The most Dickensian moment of 2015 came in November, when the Republicans who would be president gathered to debate in Milwaukee.
Outside the debate hall, crowds of actual working people marched for a $15-an-hour minimum wage and union rights.
Inside, moderator Neil Cavuto asked billionaire Donald Trump, “As the leading presidential candidate on this stage.… are you sympathetic to the protesters’ cause, since a $15 wage works out to about $31,000 a year?”
“I can’t be, Neil,” responded Trump.
With “wages too high,” the billionaire complained, “we’re not going to be able to compete against the world.”
“I hate to say it,” said Trump, “but we have to leave [the current $7.25-an-hour minimum wage] the way it is. People have to go out, they have to work really hard and have to get into that upper stratosphere. We cannot do this if we are going to compete with the rest of the world. We just can’t do it.”
Cavuto asked if Trump was really saying, “Do not raise the minimum wage.”
“I would not do it,” responded the billionaire.
In fairness to Mr. Trump, he is rather proud of his personal charity. Give the billionaire his due for that—and for asserting that he really did “hate” to deny working Americans a living wage. In further fairness to Mr. Trump, it should be noted that several of his fellow Republican contenders were at least as hard-hearted as the wealthiest man on the stage. Dr. Ben Carson, a millionaire many times over, peddled the fantasy that paying working Americans a living wage would create unemployment. Florida Senator Marco Rubio, who rarely shows up for his own day job, announced that a federal living-wage guarantee would be “a disaster.”

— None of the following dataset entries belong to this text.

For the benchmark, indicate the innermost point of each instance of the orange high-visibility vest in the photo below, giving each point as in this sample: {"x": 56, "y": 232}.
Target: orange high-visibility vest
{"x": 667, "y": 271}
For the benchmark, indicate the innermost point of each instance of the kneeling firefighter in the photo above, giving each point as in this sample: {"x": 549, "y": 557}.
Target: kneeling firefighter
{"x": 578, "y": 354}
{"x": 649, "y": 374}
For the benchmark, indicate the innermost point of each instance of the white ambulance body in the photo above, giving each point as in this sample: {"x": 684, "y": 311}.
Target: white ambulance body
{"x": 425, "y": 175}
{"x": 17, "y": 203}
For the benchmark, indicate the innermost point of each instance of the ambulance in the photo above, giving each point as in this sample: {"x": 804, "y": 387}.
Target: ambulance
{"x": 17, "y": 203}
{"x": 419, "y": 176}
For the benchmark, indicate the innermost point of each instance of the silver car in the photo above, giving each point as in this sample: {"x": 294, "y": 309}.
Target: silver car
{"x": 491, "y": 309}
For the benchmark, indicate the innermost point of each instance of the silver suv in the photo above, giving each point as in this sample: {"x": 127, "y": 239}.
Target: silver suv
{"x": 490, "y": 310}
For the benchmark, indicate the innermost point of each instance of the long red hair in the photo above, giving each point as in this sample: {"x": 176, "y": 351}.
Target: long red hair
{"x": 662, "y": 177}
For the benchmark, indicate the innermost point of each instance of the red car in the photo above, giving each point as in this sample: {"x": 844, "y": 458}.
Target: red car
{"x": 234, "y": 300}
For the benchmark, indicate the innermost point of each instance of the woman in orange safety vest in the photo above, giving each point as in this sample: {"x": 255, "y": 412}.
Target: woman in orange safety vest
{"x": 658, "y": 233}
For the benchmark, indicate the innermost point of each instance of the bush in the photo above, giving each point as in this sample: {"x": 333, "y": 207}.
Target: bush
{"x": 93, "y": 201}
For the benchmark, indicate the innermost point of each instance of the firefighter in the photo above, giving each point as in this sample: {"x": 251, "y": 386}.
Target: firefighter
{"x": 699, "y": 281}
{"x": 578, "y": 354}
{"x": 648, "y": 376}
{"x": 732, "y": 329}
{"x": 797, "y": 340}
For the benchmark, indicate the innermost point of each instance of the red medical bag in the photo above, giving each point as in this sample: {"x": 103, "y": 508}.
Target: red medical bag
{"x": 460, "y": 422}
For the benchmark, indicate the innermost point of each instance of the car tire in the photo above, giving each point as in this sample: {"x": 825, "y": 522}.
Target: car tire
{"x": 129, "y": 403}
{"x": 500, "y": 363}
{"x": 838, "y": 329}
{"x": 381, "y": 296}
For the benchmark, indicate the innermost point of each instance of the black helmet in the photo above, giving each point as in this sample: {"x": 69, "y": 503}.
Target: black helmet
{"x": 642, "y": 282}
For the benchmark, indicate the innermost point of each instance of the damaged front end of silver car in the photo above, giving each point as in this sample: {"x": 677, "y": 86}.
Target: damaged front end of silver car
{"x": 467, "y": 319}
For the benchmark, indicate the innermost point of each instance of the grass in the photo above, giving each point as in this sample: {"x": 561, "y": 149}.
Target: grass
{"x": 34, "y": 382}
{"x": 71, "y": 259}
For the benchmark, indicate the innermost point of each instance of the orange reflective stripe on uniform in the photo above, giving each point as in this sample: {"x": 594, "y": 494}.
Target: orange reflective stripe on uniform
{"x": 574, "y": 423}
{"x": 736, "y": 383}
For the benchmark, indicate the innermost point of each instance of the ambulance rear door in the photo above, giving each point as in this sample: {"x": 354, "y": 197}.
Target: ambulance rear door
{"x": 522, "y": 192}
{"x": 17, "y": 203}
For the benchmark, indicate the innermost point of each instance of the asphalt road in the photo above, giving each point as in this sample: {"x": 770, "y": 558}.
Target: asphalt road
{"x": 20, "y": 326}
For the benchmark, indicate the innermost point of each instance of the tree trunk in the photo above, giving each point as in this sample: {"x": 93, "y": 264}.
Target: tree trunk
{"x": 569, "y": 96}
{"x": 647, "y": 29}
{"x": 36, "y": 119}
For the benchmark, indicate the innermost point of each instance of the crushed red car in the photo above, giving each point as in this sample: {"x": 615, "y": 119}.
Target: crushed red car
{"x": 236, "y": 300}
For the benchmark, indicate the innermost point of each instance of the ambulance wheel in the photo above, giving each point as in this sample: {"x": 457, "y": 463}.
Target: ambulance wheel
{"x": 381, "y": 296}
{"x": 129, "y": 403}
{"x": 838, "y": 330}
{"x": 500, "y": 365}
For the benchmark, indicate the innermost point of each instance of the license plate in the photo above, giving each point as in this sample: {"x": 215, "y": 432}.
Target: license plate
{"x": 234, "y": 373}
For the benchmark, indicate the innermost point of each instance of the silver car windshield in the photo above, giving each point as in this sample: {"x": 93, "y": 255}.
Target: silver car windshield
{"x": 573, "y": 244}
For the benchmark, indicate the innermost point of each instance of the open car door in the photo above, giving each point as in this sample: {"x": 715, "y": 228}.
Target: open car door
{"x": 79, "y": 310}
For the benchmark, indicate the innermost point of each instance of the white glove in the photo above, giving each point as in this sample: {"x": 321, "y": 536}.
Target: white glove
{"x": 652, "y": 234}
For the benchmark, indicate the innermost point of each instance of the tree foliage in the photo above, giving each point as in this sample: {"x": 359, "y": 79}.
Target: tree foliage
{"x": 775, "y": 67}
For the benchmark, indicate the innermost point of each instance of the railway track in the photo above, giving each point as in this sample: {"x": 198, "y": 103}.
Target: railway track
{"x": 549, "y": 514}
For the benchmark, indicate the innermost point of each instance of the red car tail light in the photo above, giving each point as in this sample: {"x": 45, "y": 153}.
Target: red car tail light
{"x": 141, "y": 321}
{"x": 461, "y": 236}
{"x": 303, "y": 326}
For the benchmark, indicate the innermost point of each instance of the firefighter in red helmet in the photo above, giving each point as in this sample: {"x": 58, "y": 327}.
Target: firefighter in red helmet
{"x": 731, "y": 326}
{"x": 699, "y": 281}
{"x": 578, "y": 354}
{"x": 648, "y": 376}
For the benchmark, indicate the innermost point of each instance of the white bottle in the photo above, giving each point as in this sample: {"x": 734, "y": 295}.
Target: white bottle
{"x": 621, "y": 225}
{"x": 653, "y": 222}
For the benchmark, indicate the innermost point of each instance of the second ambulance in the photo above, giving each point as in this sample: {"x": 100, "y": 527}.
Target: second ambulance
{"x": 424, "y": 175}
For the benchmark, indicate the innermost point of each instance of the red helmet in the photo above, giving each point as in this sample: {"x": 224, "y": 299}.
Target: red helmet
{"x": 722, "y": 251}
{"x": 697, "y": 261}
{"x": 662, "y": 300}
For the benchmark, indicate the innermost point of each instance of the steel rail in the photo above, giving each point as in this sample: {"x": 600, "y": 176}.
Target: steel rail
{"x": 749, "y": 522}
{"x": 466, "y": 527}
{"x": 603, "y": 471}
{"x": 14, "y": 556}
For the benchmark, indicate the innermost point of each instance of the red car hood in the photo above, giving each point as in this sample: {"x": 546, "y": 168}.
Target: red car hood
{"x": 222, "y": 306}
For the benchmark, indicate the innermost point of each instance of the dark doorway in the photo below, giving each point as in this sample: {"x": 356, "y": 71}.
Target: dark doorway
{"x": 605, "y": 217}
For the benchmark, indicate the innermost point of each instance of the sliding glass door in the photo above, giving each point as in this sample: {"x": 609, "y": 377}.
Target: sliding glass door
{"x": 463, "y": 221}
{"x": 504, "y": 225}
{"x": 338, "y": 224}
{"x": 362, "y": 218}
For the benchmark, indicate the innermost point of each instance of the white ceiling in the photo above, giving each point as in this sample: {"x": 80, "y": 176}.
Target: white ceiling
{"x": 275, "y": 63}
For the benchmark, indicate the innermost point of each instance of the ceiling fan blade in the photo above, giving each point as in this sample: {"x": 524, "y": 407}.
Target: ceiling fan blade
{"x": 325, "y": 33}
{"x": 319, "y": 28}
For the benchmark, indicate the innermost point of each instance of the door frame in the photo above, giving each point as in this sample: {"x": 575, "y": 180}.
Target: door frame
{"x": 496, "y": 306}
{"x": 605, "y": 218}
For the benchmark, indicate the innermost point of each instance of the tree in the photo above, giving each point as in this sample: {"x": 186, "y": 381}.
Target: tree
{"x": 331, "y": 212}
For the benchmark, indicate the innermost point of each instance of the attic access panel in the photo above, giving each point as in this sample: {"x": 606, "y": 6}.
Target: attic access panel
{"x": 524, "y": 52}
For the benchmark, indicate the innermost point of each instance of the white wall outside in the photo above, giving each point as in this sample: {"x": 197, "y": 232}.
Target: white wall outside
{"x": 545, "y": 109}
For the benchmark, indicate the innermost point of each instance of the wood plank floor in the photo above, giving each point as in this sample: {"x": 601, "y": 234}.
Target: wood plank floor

Trump was simply saying, as one of the richest men in the world, that he was not ready to embrace the ancient principle that a fair day’s work ought to be compensated with a fair day’s pay. Like so many of his Republican compatriots, the billionaire cannot muster the generosity of spirit—and economic common sense—required to support modest policy changes that would extend a measure of equity to Americans who work full time but still live in poverty. For these political misers, policies that might improve the lot of the poor are not their business.